Example of a Call Number

Every book in the library will have a call number on its spine or on its front cover. Call numbers are a combination of letters and numbers that tell us a great deal about the subject matter of a book. In general, call numbers have four lines. Each line tell us something different. Here is an example of a call number:

K
1
.A55
2010

First Line

K     ← The first line of this call number is K
1
.A55
2010

All call numbers actually begin with one or more letters. These letters are assigned based on the book’s subject matter.

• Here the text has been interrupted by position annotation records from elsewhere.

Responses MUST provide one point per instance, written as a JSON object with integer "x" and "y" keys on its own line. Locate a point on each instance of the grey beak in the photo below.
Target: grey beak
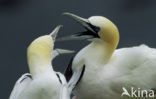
{"x": 84, "y": 22}
{"x": 90, "y": 33}
{"x": 54, "y": 33}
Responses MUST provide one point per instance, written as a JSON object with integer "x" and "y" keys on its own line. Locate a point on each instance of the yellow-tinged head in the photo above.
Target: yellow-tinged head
{"x": 98, "y": 28}
{"x": 39, "y": 51}
{"x": 108, "y": 31}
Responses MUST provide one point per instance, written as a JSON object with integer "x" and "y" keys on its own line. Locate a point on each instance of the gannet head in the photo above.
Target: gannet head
{"x": 98, "y": 28}
{"x": 40, "y": 50}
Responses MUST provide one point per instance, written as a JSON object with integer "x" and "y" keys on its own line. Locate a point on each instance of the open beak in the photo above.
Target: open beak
{"x": 90, "y": 33}
{"x": 54, "y": 33}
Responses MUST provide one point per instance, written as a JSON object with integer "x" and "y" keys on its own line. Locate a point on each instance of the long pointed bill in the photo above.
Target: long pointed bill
{"x": 54, "y": 33}
{"x": 57, "y": 52}
{"x": 90, "y": 33}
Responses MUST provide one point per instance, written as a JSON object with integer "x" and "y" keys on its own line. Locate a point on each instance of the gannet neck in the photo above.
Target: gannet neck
{"x": 99, "y": 51}
{"x": 108, "y": 31}
{"x": 39, "y": 55}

This library is filled with K call numbers because K is assigned to books about the law. The example you see above has only one letter in the first line, K. But there may be as many as three letters used to narrow down the subject matter. A book about the law in Iowa would have a KFI call number.

Second Line

K
1  ← The second line of this call number is a 1
.A55
2010

On the second line of each call number is a whole number that further describes the subject. One of the most frequently used numbers on the second line is 1. This call number is used for periodicals. The call number for ABA Journal begins K1, for example. The whole number in the second line may be as small as 1 or as large as 9999.

Third Line

K
1
.A55  ← The third line of this call number is .A55
2010

On the third line there will be both a letter and numbers. Both represent the author’s name. And this number should be read as a decimal. Therefore K1.A55 would come before K1.A6

Last Line

K
1
.A55
2010 ← The fourth/final line of this call number is 2010
 

Not all call numbers have a fourth line. If they do it will often tell us the book's year of publication. And there may be a volume number (v.1) and/or a copy number (c.2).